Pengeluaran zat sisa hasil metabolisme dalam tubuh dengan tujuan agar
kesetimbangan tubuh terjaga disebut ekskresi. Ekskresi adalah pengeluaran
zat-zat sisa metabolisme yang tidak terpakai lagi oleh sel dan darah, dikeluarkan
bersama urin, keringat dan pernapasan. Pada ginjal mamalia terdapat unit-unit
yang disebut nefron dengan fungsi filtrasi. Itulah mengapa ginjal memiliki
fungsi memfilter darah mamalia agar selalu bersih dari limbah metabolisme yang
terjadi di dalam tubuh, ginjal mamalia pada umumnya memfilter darah sebanyak
25% dari output jantung, sehingga banyakcairan darah yang harus dibersihkan
setiap harinya. Namun demikian urin yang dihasilkan ginjal umumnya hanya 1%
dari seluruh cairan yang difilter oleh ginjal (Dahelmi, 1991). Ekskresi juga melibatkan
alat–alat khusus dan membentuk suatu sistem yang disebut dengan sistem
ekskresi. Sistem ekskresi sangat berperan dalam menjaga homeostasis tubuh
dengan cara osmoregulasi. Osmoregulasi adalah mekanisme tubuh untuk mengatur
konsentrasi zat terlarut dalam cairan sel atau cairan tubuh (Biggs, 1999).

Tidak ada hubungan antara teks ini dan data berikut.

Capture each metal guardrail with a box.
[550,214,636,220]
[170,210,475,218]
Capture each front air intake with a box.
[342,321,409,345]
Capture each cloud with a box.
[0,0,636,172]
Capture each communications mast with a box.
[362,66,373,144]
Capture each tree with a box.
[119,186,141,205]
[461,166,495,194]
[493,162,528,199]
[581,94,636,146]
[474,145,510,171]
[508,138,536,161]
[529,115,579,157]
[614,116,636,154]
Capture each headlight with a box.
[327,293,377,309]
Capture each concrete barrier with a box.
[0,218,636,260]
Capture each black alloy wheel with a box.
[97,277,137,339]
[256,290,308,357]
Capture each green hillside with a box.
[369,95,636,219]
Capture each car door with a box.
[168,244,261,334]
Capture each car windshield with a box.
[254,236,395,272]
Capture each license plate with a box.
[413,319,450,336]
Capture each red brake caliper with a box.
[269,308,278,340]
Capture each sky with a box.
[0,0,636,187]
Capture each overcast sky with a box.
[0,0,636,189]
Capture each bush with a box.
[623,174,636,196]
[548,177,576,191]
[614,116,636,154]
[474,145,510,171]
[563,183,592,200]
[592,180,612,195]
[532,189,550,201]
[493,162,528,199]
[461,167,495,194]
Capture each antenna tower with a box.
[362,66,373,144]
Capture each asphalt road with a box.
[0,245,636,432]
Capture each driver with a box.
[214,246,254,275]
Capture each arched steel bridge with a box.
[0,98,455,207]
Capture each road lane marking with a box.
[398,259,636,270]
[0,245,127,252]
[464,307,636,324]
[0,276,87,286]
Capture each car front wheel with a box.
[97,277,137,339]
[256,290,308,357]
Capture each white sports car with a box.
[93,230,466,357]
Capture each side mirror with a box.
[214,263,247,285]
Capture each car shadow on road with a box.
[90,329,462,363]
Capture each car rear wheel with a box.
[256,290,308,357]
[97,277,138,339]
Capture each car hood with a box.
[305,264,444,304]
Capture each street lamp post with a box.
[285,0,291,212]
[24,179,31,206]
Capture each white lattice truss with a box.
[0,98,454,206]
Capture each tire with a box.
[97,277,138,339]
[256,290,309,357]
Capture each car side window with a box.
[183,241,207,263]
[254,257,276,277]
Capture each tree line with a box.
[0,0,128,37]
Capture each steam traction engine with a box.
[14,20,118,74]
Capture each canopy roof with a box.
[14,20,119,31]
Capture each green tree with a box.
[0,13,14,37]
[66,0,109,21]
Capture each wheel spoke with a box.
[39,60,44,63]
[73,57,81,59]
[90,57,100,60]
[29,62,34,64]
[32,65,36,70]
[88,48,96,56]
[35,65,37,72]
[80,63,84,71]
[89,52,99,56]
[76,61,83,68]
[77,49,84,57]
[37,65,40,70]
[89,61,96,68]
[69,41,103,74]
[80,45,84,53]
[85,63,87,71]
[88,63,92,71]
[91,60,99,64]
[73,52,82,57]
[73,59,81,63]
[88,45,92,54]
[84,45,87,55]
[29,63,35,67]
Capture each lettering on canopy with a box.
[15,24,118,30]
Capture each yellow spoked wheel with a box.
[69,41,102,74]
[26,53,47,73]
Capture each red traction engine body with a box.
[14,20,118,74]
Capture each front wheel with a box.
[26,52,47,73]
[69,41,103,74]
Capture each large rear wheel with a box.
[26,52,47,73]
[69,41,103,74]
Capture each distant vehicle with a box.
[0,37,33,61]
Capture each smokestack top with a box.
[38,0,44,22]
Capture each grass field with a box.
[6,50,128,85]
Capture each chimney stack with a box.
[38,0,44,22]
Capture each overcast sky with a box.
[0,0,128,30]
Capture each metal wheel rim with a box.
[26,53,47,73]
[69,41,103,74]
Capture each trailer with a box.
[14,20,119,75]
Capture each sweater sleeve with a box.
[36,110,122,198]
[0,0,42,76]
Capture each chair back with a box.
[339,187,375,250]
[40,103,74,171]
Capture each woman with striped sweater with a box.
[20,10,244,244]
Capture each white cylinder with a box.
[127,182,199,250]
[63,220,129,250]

Alat ekskresi pada manusia terdiri dari ginjal, kulit, hati, dan paru–paru.
Air dapat diekskresikan melalui semua organ tersebut, tetapi setiap organ
ekskresi mengeluarkan zat sisa metabolisme yang berbeda. Ginjal merupakan organ
utama yang melakukan proses ekskresi. Fungsi ginjal secara umum adalah :
1.
Mengeksresikan zat sisa seperti urea, asam urat, kreatinin, kreatin, dan zat
lain yang bersifat racun
2. Mengatur volume plasma darah dan jumlah air di dalam tubuh
3. Mengatur tekanan osmosis
4. Mengatur
pH plasma dan cairan tubuh dengan mengekskresikan urin yang bersifat basa.
5.
Menjalankan fungsi sebagai hormon dengan menghasilkan dua macam zat, yaitu
renin dan eritropoietin yang diduga memiliki fungsi endokrin.
Pembentukan urin
di dalam ginjal terjadi melalui serangkaian proses filtrasi (penyaringan),
reabsorbsi (penyerapan kembali), dan augmentasi (pengeluaran zat sisa) (Kee,
2001). Urin dibentuk dengan diawali proses filtrasi darah di glomerulus. Glomerulus
memiliki barier yang memungkinkan senyawa–senyawa tertentu yang dapat
melewatinya. Darah hasil filtrasi akan direabsorbsi oleh tubulus renalis untuk
penyerapan kembali zat–zat yang masih dibutuhkan oleh tubuh, setelah reabsorbsi
kadar urea akan menjadi lebih tinggi dan zat–zat yang dibutuhkan tubuh tidak
ditemukan lagi (Biggs, 1999).
1.2 Tujuan
Tujuan praktikum adalah untuk menganalisis
senyawa yang dapat melewati filter sebagai gambaran fungsi filtrasi ginjal mamalia.
II.
MATERI DAN CARA KERJA
2.1 Materi
Alat yang digunakan
adalah pipet tetes, corong gelas, tabung reaksi, rak tabung, pinset, pemanas air.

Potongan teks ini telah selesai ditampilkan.